When Tavi Gevinson (she played the best friend of Julia Louis-Dreyfuss in the movie Enough Said) comes onstage halfway through act one, her Jessica and Cera’s Warren go into maybe the oddest mating dance you’ve ever seen. Jessica is studying at the Fashion Institute and Warren has dropped out of Oberlin after his freshman year, and their political arguments sound like the sort of thing you’d hear from bright, nervous, intensely self-conscious prep-school graduates. (Lonergan has given them some very funny lines.) The fact that Warren’s alone in a room with a girl he finds attractive is almost too much for him; he can’t shut up, and though she’s attracted to him and she’s doing her damnedest to be cool, she puts too much stock in her opinions – they’re like placards she armors herself with – not to get pissed when he runs roughshod over them. Gevinson’s pitch wavers and it’s a little high, as if she were skidding on the top of her voice and unable to pull herself down. Her Jessica is just as scared as Warren, so when she leaps at the opportunity of something between them, you can see the frozen gaze in her eyes just before she does. A nifty touch: she’s only relaxed when she dances. She’s like a confident jack-in-the-box, and when he joins her he looks blissed out, though he doesn’t seem to have the slightest idea what the hell his body is doing, especially his arms. This punk pas de deux by disaffected nerds is the highlight of the show. Then Warren puts on a slow song and when they move together, they’re like a couple in a junior-high ballroom dance class. Their sweetness together, their Looney Tunes match-up, is one of the play’s surprises. In the second act they have an amazing scene, full of split-second tonal shifts, where she comes by Denny’s apartment (where Warren is staying) to break a brunch date and she winds up storming out. It’s clear neither of them has a clue whether they’ve just broken up, or even if they actually had anything they could break up from.

In the Ruffalo part, Cera is a revelation. I’ve never cared for him in movies, where he always seems to be playing the same unbearably earnest character, but this is an authentic piece of acting; you can see him turn into an adult before your eyes. He needs his fellow actors, though; he’s shaky on his own. He can switch from comedy to drama in the first-act scene with Gevinson where Jessica asks Warren about his sister, who was murdered some years ago by her boy friend, but in the middle of act two, when Warren has to talk to his father on the phone, Cera goes somber and flat. And his performance drifts into a kind of dead zone in the last fifteen or twenty minutes, though I think that Lonergan is partly to blame. He didn’t find a finish for the play. He wrote it as a coming-of-age story for Warren, but though he’s a different character by the end, the dialogue between him and Denny seems to deny that anything’s changed. I think Lonergan just ran out of ideas. By the time he got to Margaret, another teenage rite-of-passage narrative, he’d figured out how to complete the protagonist’s arc. But because Shapiro (who also directed last season’s beautiful, underrated Of Mice and Men) and her actors handle This Is Our Youth so skillfully, it’s now clear to me that Lonergan was well on his way a decade and a half before he turned out Margaret. The admiration I felt walking out of the theatre was as much for the playwright as for the cast and the director.
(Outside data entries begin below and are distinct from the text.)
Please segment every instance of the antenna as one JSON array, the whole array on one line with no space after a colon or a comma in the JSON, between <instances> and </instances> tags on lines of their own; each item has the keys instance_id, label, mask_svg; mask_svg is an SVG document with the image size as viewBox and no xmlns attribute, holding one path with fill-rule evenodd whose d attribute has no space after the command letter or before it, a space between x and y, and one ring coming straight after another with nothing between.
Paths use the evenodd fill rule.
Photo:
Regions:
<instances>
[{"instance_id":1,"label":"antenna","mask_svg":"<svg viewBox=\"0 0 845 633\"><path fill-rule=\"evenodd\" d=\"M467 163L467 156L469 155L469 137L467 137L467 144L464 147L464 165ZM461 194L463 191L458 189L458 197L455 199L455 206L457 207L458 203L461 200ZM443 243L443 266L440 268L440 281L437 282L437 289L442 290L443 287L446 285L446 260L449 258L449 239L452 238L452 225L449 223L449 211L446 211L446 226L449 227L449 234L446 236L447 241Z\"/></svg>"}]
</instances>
Steve Vineberg is Distinguished Professor of the Arts and Humanities at College of the Holy Cross in Worcester, Massachusetts, where he teaches theatre and film. He also writes for The Threepenny Review and is the author of three books: Method Actors: Three Generations of an American Acting Style; No Surprises, Please: Movies in the Reagan Decade; and High Comedy in American Movie.